Wednesday, May 2, 2018

Review of White Butterfly by Walter Mosley (Pocket Books, 1992)

Los Angeles, 1956. A man is torturing and murdering black women. The police turn to Easy Rawlins for help; a man used to digging around for answers and who knows the city and its dark underbelly. However, Easy, recently married and with a young baby and school-aged child, is trying to keep on the straight and narrow. When a fourth victim dies, this time a white woman, the police won’t take no for an answer, threatening to jail his best friend and make his life hell. Reluctantly he starts to piece together the last days of each victim. Easy was always a man with secrets and those, his investigation, and his drinking is placing a strain on his marriage. Whether he helps catch the killer or not, it seems he might lose something precious in the process.

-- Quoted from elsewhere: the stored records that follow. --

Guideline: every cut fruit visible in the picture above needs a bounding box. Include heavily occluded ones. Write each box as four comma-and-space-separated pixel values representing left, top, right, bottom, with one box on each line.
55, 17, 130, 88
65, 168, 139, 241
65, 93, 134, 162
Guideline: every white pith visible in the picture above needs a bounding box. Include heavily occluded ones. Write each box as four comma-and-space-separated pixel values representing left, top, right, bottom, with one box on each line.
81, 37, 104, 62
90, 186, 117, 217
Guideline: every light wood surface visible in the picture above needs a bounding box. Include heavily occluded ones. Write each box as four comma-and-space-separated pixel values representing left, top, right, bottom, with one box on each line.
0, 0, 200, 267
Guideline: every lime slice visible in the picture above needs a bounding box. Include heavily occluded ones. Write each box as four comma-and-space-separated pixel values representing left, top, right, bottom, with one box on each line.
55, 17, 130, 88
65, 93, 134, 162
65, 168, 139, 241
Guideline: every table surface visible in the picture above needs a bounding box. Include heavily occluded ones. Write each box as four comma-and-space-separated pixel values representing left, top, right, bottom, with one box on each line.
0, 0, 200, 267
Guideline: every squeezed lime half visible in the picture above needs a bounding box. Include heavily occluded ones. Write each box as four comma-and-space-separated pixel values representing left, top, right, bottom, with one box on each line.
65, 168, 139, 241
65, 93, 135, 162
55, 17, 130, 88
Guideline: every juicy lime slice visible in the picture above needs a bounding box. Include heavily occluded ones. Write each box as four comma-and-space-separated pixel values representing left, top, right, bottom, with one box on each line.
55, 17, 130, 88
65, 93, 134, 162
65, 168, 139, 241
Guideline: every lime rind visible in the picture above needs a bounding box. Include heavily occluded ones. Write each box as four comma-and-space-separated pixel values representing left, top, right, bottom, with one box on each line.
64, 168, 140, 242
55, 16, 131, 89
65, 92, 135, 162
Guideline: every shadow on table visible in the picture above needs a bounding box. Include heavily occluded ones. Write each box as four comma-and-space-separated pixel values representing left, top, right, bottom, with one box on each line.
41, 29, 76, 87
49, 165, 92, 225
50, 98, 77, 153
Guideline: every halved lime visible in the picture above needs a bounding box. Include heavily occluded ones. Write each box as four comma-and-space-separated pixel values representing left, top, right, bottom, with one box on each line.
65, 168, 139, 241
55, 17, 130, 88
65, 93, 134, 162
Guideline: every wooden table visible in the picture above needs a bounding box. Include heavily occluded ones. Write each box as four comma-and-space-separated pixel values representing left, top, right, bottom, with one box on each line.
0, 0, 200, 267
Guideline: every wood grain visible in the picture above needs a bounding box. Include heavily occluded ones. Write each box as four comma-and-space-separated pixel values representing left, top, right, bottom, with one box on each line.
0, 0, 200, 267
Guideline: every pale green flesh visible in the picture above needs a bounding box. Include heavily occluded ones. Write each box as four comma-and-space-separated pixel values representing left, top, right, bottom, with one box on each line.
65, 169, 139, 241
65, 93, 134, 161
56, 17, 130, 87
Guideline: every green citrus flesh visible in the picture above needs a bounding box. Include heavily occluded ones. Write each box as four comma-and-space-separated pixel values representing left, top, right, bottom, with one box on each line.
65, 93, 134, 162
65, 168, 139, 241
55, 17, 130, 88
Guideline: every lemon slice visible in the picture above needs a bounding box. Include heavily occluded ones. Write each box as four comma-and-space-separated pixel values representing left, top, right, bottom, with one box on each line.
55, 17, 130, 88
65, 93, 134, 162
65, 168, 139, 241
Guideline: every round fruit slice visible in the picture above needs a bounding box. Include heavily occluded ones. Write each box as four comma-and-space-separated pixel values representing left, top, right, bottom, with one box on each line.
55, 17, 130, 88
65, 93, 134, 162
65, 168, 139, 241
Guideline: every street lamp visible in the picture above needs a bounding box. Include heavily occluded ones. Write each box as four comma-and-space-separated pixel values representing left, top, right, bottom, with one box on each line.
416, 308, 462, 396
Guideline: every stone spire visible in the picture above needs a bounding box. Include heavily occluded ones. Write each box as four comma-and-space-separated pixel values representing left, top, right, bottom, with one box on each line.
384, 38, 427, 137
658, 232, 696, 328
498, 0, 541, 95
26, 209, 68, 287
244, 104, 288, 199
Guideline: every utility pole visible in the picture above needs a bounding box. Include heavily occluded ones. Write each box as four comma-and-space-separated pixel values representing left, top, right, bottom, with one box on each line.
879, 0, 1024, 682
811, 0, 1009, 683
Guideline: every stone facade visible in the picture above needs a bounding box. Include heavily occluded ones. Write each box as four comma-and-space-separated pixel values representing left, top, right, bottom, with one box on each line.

White Butterfly is the third book in the Easy Rawlins series set in post-war Los Angeles. In this outing Easy is hustled by the police into helping to track down a serial killer preying on women in the city. It’s the most personal of the books so far in the series, as much about his private home life and him as a person as it is about the case (the first focused more on his history and social circle, the second on his business interests). Easy is a conflicted, flawed, complex character, with secrets that he guards from everyone, including his new wife; an ability to lie, cajole and hustle; a weakness to stray; and a questionable loyalty to a psychopathic friend; yet he also is loving and has his own moral compass he uses to navigate a fraught social world and everyday racism. He exposes all these characteristics as his marriage disintegrates as he searches for the killer. The case isn’t overly complicated, though it has a nice twist, but Mosley tells the tale through an engaging, affective voice and sparse prose that has the cadence of classic hardboiled noir. As with the other books in the series, there is nice historical and social contextualisation and sense of place. The result is a dark, somewhat bleak, but evocative story.